- Born: December 18, 1816 New York City, United States
- Died: October 22, 1881 (aged 64)
- Occupations: Minister Author

= Ebenezer Platt Rogers =

American minister and author

Ebenezer Platt Rogers (December 18, 1817 – October 22, 1881) was an American minister and author.

Rogers, the son of Edmund J. and Rebecca (Platt) Rogers, was born in the City of New York, December 18, 1817. In 1831 his parents removed to a country residence in Fairfield, Connecticut, from which place the son entered Yale College. The sudden death of his father, in June 1835, terminated his college course the next year; but he received the degree of Bachelor of Arts in 1844, and was thenceforth enrolled with his class.

He was engaged for a time in mercantile pursuits, and in 1837 entered the Princeton Theological Seminary, but after a year was compelled to suspend his studies by weakness of the eyes. After two years of outdoor life in the country, he resumed his preparation for the ministry, in Fairfield and in Hartford. He was married in the latter place on February 26, 1839, to Elizabeth, daughter of John Caldwell, Esq., who survived him.

On November 4, 1840, he was ordained pastor of the Congregational church of Chicopee Falls, Massachusetts, and in 1843 removed to the charge of the Edwards Congregational Church in Northampton. In December 1846, he resigned to recruit his health by a Southern residence, and while in Augusta, Georgia, was invited to supply temporarily the pulpit of the First Presbyterian Church in that city; his services proved so acceptable that he was called to the pastorate, and he held that position from 1847 to 1854, when he became pastor of the Seventh Presbyterian Church in Philadelphia. In November, 1856, he was installed pastor of the North Reformed Dutch Church, of Albany, New York, and after six years of acceptable and useful service there, became pastor of the South Reformed Church in New York City, where he labored until the failure of his health obliged him to offer his resignation, in February 1881. A few days later he was prostrated by a stroke of paralysis, from the effects of which he never recovered. He died in Montclair, New Jersey on October 22, 1881 at the age of 64.

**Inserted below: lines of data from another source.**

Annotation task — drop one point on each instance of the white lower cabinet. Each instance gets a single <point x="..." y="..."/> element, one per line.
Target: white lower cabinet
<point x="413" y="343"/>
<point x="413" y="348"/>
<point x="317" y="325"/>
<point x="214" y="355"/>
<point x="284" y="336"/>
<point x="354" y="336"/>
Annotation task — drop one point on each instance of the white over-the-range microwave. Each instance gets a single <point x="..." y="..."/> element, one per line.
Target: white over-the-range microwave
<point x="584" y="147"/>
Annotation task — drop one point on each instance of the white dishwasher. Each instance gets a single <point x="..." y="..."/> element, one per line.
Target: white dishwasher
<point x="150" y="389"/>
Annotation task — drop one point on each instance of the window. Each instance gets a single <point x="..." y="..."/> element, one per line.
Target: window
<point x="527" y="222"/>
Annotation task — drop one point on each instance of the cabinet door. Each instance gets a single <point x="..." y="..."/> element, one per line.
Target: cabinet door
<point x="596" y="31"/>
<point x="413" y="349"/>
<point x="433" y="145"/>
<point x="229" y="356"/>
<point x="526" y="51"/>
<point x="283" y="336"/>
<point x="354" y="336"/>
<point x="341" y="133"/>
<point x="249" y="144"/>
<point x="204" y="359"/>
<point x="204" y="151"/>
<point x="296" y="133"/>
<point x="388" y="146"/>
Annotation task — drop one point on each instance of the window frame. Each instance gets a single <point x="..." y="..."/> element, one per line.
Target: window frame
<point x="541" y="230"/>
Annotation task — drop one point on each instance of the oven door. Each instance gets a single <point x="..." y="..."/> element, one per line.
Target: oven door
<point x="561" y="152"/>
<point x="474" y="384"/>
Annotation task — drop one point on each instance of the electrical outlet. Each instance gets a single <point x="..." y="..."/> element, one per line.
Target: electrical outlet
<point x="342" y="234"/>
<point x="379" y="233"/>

His five daughters and three of his five sons survived him; one son died in infancy, and his eldest child died in the Union Army in the American Civil War.

He received the degree of Doctor of Divinity from Oglethorpe University, Georgia, in 1853. He had published several volumes on religious subjects, besides many sermons. A memorial sketch was printed for private circulation.